Netflix (NASDAQ: NFLX) is one of the first major growth stocks to report earnings every quarter, and its second-quarter earnings report is already less than a month away. The streaming TV company will report its latest quarterly results on July 17.
Ahead of the earnings release, expectations are high. Despite recent rate hikes on customers' subscriptions, Netflix continues to attract millions of new customers every quarter. The company's first-quarter subscriber growth came in well ahead of both management's and analysts' forecasts as customers flocked to watch the media company's growing menu of high-quality original content.
Can Netflix keep up its strong momentum?
When the streaming TV giant reports its second-quarter results, here's what to watch for.
Image source: Getty Images.
Paid member additions
As is usually the case, Netflix's paid net member additions will likely be the most closely watched metric in the quarterly update. The company added 9.6 million paid members in Q1 -- significantly more than the 8.9 million management had forecast for the period.

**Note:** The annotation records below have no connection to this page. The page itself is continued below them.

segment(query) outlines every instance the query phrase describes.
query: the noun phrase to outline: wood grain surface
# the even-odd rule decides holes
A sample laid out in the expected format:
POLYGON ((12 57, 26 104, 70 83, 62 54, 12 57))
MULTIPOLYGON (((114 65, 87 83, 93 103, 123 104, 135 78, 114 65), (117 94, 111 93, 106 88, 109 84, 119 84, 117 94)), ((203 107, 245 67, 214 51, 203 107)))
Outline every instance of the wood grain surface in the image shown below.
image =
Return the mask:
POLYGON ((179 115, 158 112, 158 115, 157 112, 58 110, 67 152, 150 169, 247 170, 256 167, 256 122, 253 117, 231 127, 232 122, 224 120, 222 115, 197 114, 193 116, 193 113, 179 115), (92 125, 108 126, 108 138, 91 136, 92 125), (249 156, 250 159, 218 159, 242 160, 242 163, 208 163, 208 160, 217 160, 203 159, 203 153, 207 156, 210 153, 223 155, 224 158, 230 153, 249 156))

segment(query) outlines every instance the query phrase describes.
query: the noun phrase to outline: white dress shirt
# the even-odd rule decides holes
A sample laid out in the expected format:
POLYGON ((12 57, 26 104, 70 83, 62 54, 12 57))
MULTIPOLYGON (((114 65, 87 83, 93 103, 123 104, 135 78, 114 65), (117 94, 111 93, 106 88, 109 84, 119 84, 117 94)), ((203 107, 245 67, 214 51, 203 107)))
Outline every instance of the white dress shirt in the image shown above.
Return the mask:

In Netflix's second quarter, management expects to add 5 million new paid members. In contrast to recent quarterly trends, this figure would be below the 5.45 million new paid members Netflix garnered in the year-ago quarter.
But there's a good explanation for management's conservative forecast. The company's content schedule favors the second half of the year. Beginning in July, Netflix has a long list of big-name series and movies coming out, including the latest seasons of Stranger Things, 13 Reasons Why, and Orange Is the New Black, and Michael Bay's new film, Six Underground. These are the type of shows that bring in record numbers of subscribers.
Paid international member additions
Investors should also watch Netflix's international growth, as growth outside of the U.S. now represents the bulk of the company's net member additions. In Q1, for instance, about 80% of net member additions were international.
Look for international net additions to be close to the 3.7 million members the company added in the second quarter of 2018.
Finally, investors should check in on Netflix's operating margin, or its operating profit as a percentage of revenue. The company's operating margin fell year over year in Q1, declining from 12.1% in the first quarter of 2018 to 10.2%. In the company's second quarter, however, Netflix expects an operating margin of 12.5% -- higher than an operating margin of 11.8% in the second quarter of 2018.
Importantly, investors should look for Netflix to at least maintain its guidance for its full-year operating margin to be 13%. Management believes it can pull this off because it expects its second-half operating margin to be higher than it was during the first half of the year.
Keep an eye out for Netflix's second-quarter update after market close on Wednesday, July 24.